The progression has been brutal. Within months, Iain could no longer ride his beloved motorcycle or continue his work. By now, he cannot move independently or speak. He communicates through eye-gaze technology, meticulously spelling out each word by looking at letters on a screen.
The Waiting Game
“Everything is too late,” Rachel explains. “You need the wheelchair now, the wet room now, the vehicle now. But you have to wait; wait for assessments, wait for funding, wait for builders. And we don’t have time to wait.”
The family’s home required £60,000 of adaptations – an extension for a wet room, the kitchen floor raised to eliminate a step. The wheelchair-accessible vehicle needed £13,000 upfront. A robotic feeding arm arrived too late for Iain to use it.

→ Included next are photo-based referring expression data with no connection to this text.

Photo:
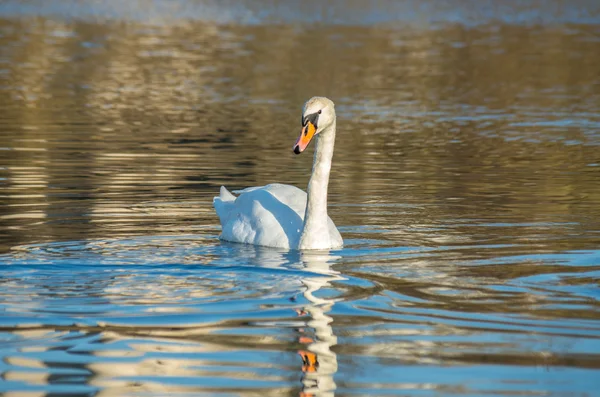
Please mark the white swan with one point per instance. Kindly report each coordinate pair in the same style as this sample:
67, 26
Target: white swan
283, 216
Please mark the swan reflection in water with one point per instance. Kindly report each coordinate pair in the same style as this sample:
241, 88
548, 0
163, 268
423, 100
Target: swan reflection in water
145, 372
319, 362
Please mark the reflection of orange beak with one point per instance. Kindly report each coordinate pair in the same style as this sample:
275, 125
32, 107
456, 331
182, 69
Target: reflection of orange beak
307, 134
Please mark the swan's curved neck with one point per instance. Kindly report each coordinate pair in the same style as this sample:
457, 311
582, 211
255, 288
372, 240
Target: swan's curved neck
316, 229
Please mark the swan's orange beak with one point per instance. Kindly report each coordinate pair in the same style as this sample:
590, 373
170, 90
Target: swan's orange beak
307, 134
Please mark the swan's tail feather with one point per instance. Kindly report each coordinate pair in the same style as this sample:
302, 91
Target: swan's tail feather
223, 204
225, 195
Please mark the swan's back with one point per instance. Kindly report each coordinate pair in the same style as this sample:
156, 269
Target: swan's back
269, 215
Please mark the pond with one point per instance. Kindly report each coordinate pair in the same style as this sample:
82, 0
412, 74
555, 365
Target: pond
465, 182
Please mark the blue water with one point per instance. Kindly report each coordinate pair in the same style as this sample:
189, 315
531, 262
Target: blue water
465, 183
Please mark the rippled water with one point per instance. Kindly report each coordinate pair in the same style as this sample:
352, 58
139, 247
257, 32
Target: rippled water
466, 183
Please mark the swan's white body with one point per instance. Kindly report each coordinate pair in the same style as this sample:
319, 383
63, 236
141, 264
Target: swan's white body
284, 216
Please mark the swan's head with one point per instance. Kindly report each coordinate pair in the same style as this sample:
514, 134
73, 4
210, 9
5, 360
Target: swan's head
318, 114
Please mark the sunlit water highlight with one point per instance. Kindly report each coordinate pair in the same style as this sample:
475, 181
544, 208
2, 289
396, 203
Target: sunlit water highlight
466, 184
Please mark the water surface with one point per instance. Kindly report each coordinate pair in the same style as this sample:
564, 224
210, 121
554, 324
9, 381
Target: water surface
466, 183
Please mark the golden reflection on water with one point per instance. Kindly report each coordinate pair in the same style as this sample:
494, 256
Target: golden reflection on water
98, 119
466, 175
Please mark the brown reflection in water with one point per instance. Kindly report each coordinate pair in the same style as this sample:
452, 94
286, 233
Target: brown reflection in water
108, 125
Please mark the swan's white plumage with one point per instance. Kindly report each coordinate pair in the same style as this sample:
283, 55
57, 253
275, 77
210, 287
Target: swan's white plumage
271, 215
284, 216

“If we’d known earlier, there are things we could have started sooner,” Rachel reflects. “We’d have had more time together as a family. That’s what I find really sad.”

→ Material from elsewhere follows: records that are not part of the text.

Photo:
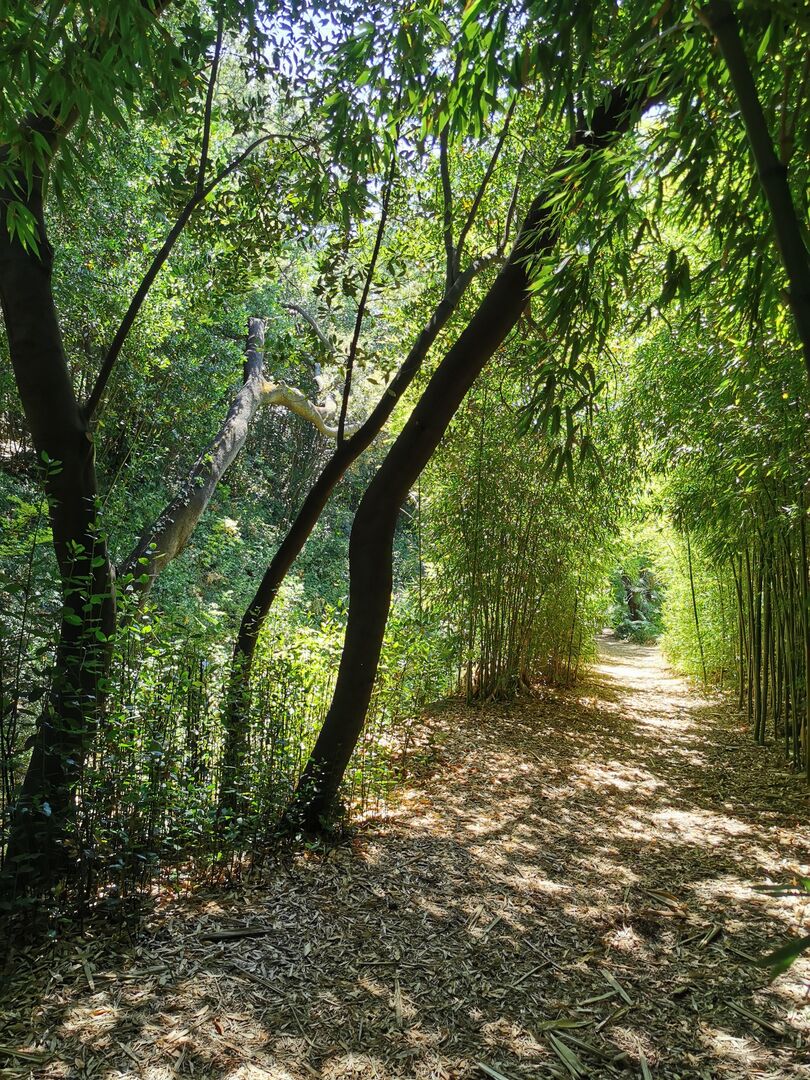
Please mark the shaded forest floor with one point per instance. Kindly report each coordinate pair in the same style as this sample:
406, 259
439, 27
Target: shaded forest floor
568, 893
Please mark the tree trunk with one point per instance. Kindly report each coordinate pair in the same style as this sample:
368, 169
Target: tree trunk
719, 16
166, 538
373, 531
348, 451
36, 853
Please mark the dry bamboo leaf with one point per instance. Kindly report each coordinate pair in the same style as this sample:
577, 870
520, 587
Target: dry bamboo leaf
567, 1057
553, 1025
490, 1071
757, 1020
622, 994
224, 935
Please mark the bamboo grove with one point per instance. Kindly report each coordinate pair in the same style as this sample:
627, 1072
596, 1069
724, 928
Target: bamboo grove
340, 341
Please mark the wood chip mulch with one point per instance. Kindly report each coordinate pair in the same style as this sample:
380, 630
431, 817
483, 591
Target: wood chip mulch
571, 892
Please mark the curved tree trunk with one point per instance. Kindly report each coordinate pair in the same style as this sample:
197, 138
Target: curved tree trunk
348, 451
372, 538
36, 853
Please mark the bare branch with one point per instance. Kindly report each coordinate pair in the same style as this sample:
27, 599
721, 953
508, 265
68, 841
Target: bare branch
166, 537
318, 331
210, 106
484, 184
444, 169
364, 298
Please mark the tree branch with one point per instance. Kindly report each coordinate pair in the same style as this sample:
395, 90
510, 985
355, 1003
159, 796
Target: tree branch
159, 259
315, 326
166, 537
483, 186
364, 298
444, 169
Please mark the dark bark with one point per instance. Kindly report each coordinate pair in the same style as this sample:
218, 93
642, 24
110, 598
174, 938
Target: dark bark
719, 16
373, 531
36, 853
347, 453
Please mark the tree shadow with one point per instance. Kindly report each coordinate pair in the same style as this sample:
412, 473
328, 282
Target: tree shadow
579, 867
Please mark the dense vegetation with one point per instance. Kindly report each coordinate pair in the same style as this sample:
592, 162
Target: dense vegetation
358, 356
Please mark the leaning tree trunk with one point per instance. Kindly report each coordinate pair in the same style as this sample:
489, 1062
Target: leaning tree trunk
239, 686
37, 852
790, 232
372, 539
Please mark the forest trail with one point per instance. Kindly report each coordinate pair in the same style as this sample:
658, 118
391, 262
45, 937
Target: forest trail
576, 869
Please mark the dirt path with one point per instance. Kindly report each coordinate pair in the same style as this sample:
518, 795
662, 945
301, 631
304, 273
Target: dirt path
577, 867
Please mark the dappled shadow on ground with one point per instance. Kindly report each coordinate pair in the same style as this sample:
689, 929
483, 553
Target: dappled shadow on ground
572, 882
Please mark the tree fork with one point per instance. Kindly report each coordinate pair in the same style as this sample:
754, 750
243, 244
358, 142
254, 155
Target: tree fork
237, 701
372, 538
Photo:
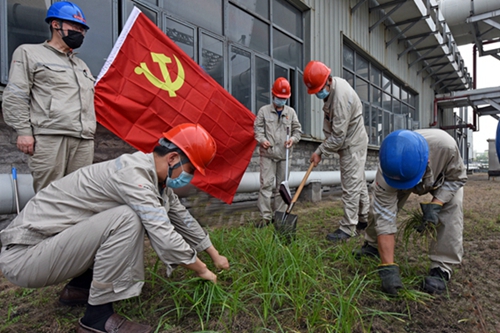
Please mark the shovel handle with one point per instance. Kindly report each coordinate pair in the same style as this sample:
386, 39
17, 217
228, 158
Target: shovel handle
301, 186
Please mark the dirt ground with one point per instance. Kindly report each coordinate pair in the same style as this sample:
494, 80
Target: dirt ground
472, 304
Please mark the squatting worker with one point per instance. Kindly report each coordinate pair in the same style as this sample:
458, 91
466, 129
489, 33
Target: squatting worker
270, 127
49, 99
420, 162
345, 134
90, 226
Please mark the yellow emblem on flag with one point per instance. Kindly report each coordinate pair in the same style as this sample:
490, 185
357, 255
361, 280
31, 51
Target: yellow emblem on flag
167, 84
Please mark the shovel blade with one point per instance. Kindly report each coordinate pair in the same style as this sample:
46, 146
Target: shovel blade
285, 226
285, 193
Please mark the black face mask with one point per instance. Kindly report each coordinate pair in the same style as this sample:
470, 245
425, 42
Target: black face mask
74, 39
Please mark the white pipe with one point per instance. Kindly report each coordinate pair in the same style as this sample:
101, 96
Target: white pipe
8, 194
249, 183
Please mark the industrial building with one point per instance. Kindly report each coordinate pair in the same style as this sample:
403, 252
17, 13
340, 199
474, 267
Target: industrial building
401, 56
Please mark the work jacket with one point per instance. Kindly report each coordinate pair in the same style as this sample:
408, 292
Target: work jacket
444, 176
130, 180
49, 93
343, 124
271, 127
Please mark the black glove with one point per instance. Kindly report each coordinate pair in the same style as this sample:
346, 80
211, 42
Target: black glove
430, 211
391, 281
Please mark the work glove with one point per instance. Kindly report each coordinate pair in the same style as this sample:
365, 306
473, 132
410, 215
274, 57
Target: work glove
391, 281
430, 211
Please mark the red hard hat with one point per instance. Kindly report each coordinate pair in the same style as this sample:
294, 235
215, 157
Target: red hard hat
281, 88
198, 145
315, 75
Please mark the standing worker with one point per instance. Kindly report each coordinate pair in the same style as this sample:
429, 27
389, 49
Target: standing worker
49, 99
345, 134
90, 226
270, 128
420, 162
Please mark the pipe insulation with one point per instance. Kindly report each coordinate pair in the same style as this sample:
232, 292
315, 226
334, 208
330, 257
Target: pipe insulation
249, 183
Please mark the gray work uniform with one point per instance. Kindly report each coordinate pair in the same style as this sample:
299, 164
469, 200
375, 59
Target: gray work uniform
50, 96
271, 127
444, 178
345, 134
96, 218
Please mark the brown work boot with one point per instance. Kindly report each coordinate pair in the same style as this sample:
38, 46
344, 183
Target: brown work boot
73, 296
116, 324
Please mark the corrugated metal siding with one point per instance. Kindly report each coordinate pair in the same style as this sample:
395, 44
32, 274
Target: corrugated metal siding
330, 19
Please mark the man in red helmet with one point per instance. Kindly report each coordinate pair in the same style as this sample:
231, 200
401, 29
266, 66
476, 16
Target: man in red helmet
49, 99
345, 134
90, 225
271, 126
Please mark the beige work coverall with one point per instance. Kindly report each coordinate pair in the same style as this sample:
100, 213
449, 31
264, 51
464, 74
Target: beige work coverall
96, 218
444, 178
345, 134
50, 96
268, 126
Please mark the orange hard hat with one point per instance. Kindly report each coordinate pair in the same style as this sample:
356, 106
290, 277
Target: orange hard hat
198, 145
281, 88
316, 74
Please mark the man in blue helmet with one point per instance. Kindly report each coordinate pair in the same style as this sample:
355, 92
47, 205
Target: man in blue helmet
420, 162
49, 99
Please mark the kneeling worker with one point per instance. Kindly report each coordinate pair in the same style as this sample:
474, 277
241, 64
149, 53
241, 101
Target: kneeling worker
90, 226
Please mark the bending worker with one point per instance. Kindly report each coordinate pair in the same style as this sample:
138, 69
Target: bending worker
345, 134
420, 162
49, 99
270, 129
90, 226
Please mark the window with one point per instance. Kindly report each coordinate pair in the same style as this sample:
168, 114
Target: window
387, 104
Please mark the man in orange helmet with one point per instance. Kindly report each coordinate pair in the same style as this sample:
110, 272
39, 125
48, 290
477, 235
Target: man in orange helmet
271, 126
345, 134
89, 226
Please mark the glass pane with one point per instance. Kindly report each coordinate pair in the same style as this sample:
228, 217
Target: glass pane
263, 88
129, 5
212, 57
287, 17
349, 77
362, 88
375, 75
377, 96
260, 7
203, 13
395, 90
26, 23
286, 49
240, 76
280, 72
247, 30
386, 84
348, 58
182, 35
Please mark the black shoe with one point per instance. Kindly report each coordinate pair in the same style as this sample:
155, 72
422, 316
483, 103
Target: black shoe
366, 251
436, 282
262, 223
337, 235
361, 225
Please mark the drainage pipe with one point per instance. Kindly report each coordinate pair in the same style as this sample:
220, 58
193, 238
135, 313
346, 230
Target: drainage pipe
249, 183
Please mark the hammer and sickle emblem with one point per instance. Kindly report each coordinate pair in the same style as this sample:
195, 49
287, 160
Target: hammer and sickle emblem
167, 84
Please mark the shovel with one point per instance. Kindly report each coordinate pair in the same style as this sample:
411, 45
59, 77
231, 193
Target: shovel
286, 223
284, 188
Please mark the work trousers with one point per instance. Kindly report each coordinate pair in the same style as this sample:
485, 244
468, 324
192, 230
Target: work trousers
355, 197
447, 249
56, 156
272, 173
111, 243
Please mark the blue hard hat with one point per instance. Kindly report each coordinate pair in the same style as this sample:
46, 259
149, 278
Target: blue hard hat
403, 158
66, 11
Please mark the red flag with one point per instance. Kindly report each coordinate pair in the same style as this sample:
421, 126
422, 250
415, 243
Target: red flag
149, 85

Even with their wheelchair-accessible vehicle, getting out and about is complicated. The van is too tall for most car parks. Without Iain, Rachel can’t use the disabled parking badge. Their teenage twin daughters have watched their father’s decline while navigating the ordinary dramas of adolescence, a strange parallel universe where homework and friendship troubles co-exist with hospital appointments and hoists.
Finding Acceptance
“At first, I kept wondering what I had done in my past, was I being punished?” Iain shares. “But I have come to accept that my MND diagnosis is just a part of my life’s journey.”

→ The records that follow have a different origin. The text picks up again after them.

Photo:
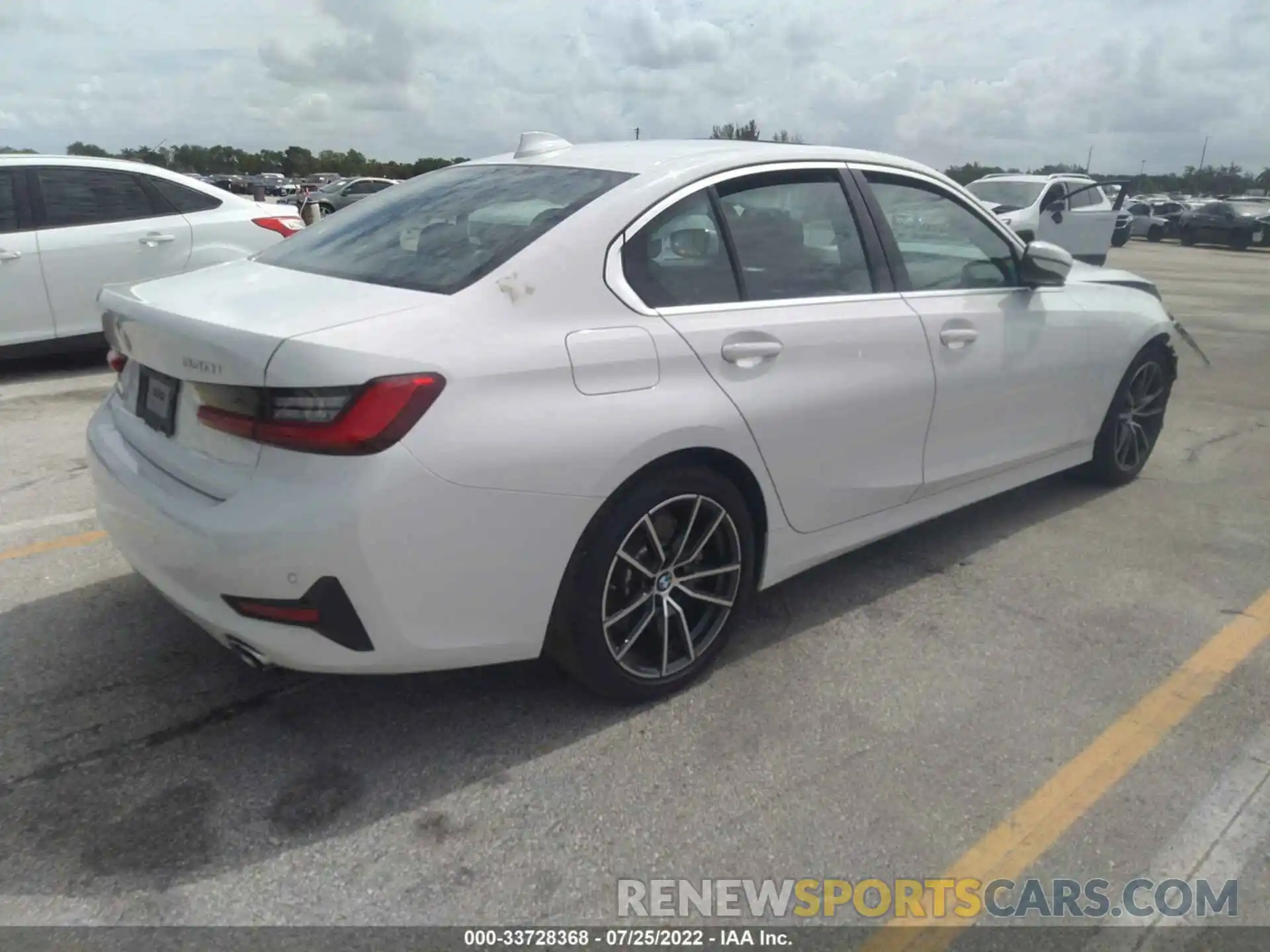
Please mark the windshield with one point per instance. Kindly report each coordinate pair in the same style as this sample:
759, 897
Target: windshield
1013, 194
444, 230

He’s clear about how he wants his story told: “When this part of my life’s journey reaches its conclusion, I don’t want anyone to say I lost my battle or that I lost my fight with MND. It’s not been a fight, more a part of my life’s journey. My life story concludes with MND. The final chapter will be that I died of complications of MND. The end.” What matters to Iain now is what comes next for others: better support, faster access to equipment, and, ultimately, effective treatments and a cure.
Why We Ride
When Iain heard that Dollar Academy would be supporting My Name’5 Doddie Foundation through the Triple Crown ride, he got in touch:
“I would like to congratulate Dollar Academy yet again for supporting the My Name’5 Doddie Foundation this year. As a Former Pupil recently diagnosed with MND, I am proud to say that I spent my educational years at Dollar. Thank you for supporting the Foundation, as an MND sufferer I am extremely pleased to hear it. Thank you – together we will find treatment or a cure for this dreadful disease.”
From 10-13 March 2025, our team will ride from Melrose to Dublin, covering 800 miles across three nations and finishing in time for the Ireland v Scotland match. When our riders push through tired legs, cold mornings and long days in the saddle, they will be riding for people like Iain– and for families like his – so that future diagnoses come with more hope than heartbreak – for earlier diagnosis, better support, and ultimately, a cure.
This is our why, and together, we ride to help change the story of MND.
“When the road is uphill and the weather is being mean to you, dig deep and turn your shoulders to the worst of the weather and remember that every rotation of the pedals is raising money to research a cure for all those struck by this dreadful disease, so that families no longer have to go through this heartache.”